In the first edition of There Is A Season by Joan Chittister, the book’s artist, John August Swanson, used the signs of the zodiac to depict the passage of time in Ecclesiastes 3:1-8. In the book’s introduction, Sister Joan reflected on these signs as presented by Swanson in a rose window. Here’s her reflection on Cancer, the crab (June 21-July 22).

Cancer, the crab, with its constant shedding of outgrown shell, which is constricting and useless, brings us face to face with the eternal Christian truth: “Unless we go down into the womb and are born again” (John 3:3), we shall surely die. Unless we touch and test and grapple with the things that would make us new, our old self, our small self, shall finally defeat us from within. No enemy need apply. We are more than capable of taking ourselves down. All we have to do is to refuse to grow.

Growth, on the other hand, is a very strange process. It starts at a dead-end. Growth changes us. Growth happens only when nothing has happened for far too long. Growth comes out of death like a horizon out of fog, catching us unaware, making us different people than when we first began. Learning is development; change is growth. Change is conversion, total and cataclysmic.

Conversion is not an exercise in orthodoxy. Conversion is the heart-wringing process of becoming new—always and regularly and with exhausting consciousness. When we give ourselves to the process of conversion, day after long, long day, we give ourselves to the eternal moment of birth, of being new again.

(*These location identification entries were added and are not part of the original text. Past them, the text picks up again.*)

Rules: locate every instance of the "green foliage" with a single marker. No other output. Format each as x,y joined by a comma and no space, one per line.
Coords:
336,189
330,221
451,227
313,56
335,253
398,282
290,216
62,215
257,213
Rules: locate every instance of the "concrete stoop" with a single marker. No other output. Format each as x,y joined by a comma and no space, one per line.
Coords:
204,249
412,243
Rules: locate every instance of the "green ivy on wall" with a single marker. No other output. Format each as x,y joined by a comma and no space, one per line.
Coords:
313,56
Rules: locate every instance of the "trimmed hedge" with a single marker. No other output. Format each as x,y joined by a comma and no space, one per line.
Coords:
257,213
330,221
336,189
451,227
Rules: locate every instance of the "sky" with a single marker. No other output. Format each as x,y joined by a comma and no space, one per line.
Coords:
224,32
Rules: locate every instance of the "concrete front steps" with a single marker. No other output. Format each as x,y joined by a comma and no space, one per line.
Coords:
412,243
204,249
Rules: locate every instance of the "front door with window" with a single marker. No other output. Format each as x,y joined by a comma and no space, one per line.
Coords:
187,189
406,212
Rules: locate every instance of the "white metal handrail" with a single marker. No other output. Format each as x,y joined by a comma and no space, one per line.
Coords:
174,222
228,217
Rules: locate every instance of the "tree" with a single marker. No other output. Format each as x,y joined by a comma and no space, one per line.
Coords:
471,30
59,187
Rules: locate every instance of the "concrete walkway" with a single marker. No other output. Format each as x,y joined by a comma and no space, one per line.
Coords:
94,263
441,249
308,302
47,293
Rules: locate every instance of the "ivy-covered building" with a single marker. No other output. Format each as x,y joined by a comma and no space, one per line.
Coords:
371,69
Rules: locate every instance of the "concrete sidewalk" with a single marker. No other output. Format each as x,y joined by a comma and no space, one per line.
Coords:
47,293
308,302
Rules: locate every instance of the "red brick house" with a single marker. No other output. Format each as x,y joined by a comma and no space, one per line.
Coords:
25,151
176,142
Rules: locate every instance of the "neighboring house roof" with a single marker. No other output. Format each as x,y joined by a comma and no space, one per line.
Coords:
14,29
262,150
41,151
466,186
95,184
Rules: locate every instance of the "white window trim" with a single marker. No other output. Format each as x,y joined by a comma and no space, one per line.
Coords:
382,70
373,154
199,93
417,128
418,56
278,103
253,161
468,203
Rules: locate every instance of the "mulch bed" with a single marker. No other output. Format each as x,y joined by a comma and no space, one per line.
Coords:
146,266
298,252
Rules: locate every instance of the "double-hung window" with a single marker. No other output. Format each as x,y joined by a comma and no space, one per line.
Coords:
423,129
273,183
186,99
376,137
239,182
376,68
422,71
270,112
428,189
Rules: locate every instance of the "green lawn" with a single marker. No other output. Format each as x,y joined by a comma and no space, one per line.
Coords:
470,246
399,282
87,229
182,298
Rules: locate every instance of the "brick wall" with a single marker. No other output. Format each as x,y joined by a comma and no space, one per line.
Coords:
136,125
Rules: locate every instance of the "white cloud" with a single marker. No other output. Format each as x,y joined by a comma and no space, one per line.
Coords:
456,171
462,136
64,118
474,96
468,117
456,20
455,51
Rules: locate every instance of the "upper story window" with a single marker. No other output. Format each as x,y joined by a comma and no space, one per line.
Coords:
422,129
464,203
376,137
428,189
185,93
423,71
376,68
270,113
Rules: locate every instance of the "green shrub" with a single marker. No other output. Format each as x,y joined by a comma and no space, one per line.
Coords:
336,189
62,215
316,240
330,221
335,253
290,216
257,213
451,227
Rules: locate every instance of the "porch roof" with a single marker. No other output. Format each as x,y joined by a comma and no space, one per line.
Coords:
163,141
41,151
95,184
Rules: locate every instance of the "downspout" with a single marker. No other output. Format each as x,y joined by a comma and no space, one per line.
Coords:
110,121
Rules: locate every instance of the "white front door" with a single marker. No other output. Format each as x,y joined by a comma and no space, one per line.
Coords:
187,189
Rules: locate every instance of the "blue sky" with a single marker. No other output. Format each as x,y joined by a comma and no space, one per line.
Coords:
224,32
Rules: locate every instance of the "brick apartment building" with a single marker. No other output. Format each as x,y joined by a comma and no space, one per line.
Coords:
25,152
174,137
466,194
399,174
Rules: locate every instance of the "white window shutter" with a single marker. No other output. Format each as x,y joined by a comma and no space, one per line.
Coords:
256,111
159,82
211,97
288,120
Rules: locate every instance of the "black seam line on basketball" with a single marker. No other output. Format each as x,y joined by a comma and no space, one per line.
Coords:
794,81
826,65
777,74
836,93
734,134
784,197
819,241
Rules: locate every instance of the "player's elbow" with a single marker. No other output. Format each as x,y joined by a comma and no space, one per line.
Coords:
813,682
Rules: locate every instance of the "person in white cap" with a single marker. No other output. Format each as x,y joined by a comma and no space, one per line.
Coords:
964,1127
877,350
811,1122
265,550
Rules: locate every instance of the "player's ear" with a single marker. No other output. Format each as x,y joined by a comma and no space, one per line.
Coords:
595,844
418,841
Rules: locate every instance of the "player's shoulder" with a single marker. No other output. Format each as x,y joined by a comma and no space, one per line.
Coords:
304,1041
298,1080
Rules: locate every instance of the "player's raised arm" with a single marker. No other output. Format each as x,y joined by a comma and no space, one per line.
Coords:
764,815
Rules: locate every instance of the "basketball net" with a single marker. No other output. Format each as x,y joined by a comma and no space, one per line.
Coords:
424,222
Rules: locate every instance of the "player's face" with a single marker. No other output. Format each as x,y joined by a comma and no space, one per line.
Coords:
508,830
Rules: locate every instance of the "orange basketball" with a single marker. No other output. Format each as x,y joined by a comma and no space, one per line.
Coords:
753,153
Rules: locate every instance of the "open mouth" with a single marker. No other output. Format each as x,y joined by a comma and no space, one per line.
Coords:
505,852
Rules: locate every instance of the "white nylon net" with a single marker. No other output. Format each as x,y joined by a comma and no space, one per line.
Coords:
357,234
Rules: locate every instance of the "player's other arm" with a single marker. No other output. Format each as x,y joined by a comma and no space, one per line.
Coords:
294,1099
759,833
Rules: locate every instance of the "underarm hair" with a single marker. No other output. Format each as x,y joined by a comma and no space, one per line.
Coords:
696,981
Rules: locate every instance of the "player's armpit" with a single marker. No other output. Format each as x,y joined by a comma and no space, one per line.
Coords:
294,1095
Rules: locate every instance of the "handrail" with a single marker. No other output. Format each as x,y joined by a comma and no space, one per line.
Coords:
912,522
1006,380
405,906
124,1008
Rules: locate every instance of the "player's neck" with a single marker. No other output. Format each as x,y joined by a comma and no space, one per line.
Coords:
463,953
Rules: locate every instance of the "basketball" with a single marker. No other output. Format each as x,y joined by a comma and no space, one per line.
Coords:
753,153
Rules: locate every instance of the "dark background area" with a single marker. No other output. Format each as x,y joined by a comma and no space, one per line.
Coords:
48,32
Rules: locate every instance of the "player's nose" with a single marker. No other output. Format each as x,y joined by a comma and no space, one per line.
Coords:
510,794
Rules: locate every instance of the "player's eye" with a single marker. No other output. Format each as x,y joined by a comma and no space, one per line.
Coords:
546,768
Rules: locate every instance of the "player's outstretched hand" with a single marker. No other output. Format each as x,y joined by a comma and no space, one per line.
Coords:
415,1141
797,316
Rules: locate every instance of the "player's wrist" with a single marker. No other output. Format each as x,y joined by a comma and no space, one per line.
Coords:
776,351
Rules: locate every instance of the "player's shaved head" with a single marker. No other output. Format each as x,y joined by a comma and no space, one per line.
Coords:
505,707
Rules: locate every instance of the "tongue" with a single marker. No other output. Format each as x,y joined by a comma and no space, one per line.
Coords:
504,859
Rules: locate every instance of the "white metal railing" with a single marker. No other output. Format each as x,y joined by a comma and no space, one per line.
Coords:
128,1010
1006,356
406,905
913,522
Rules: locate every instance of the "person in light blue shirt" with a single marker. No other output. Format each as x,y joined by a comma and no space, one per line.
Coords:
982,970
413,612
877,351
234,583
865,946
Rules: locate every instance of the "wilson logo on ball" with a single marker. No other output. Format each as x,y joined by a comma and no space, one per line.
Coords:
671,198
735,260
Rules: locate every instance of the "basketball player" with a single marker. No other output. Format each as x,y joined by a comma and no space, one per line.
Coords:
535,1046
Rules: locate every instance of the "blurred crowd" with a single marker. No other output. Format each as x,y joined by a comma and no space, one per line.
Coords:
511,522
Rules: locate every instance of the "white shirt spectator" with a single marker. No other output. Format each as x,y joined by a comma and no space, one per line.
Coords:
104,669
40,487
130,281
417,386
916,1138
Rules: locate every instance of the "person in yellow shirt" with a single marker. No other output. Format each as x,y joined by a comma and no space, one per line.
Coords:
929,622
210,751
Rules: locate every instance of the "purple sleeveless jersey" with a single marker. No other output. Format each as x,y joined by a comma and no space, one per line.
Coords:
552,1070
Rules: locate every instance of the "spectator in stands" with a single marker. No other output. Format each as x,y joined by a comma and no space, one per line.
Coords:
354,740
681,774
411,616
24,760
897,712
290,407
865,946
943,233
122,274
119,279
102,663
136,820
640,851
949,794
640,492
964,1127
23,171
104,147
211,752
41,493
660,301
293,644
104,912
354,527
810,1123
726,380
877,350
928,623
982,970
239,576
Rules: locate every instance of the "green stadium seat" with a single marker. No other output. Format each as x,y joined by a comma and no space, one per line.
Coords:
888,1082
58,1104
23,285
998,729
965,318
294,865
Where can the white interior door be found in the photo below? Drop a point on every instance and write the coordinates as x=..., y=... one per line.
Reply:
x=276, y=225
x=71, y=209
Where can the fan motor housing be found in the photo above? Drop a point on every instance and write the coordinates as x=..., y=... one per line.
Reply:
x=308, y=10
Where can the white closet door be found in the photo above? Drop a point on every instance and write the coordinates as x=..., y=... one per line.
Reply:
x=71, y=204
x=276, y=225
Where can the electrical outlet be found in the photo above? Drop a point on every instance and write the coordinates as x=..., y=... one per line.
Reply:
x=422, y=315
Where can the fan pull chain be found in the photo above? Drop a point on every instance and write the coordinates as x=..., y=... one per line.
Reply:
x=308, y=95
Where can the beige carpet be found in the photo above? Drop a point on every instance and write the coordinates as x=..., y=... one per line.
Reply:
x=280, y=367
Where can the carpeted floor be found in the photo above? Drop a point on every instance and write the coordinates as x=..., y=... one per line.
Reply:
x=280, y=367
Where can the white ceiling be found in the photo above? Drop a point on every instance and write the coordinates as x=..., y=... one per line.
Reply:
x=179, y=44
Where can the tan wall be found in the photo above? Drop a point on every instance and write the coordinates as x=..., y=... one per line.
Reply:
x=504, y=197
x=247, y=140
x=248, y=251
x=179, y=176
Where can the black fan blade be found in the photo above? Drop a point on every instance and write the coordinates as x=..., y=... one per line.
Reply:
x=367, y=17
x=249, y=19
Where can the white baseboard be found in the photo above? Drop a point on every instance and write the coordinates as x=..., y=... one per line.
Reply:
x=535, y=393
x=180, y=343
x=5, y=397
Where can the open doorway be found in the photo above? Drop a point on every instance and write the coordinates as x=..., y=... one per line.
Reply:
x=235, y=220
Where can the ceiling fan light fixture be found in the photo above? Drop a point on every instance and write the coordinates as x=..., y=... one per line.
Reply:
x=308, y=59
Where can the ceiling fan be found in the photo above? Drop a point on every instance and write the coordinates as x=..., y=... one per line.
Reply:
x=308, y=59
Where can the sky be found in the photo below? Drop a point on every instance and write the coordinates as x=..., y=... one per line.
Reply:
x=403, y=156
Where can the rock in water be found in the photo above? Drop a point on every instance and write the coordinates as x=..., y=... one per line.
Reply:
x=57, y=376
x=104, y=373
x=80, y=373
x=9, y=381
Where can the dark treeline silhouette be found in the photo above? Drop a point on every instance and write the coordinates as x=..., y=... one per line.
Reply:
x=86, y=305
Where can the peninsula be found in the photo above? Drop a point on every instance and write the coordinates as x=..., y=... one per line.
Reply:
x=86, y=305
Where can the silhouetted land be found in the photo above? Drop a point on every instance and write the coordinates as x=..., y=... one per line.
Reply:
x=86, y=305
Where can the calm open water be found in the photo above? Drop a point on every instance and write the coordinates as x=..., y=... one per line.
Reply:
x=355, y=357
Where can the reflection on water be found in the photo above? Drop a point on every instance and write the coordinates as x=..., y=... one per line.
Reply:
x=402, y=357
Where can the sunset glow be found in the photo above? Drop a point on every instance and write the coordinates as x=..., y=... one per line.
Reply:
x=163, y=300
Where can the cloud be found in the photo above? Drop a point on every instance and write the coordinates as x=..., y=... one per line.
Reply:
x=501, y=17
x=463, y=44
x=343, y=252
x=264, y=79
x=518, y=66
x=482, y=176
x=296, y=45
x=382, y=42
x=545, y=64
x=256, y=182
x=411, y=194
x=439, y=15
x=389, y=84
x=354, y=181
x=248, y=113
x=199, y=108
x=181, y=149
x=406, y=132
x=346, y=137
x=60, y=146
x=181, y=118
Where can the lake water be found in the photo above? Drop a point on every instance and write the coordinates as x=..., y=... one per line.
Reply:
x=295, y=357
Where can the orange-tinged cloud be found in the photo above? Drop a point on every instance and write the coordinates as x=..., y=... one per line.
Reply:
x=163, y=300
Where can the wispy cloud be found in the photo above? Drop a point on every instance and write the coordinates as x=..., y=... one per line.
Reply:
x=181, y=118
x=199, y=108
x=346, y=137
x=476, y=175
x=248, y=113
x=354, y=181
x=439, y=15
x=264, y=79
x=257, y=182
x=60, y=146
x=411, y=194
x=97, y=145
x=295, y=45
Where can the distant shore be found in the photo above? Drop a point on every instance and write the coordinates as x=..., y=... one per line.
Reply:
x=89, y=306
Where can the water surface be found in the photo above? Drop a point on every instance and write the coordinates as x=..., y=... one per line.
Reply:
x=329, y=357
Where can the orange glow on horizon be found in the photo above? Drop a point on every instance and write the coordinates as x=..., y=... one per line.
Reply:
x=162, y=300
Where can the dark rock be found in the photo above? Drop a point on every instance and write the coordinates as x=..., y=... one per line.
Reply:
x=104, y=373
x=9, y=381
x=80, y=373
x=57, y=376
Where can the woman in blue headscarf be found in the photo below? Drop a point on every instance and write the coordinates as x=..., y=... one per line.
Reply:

Otherwise we shall surely shrivel, fixed in a state of mind, a state of heart, a phase of life too small for us to breathe, to think, to be.

If Cancer teaches us anything, it teaches us to shed shells with abandon, to become what we were not with grace and with confidence that what we are giving up allows entrance to a shining beginning. However much time the process of new understanding, new love, new security takes, the process must never be abandoned, whatever our age.

—from There Is A Season, (first edition) by Joan Chittister, art by John August Swanson (Orbis).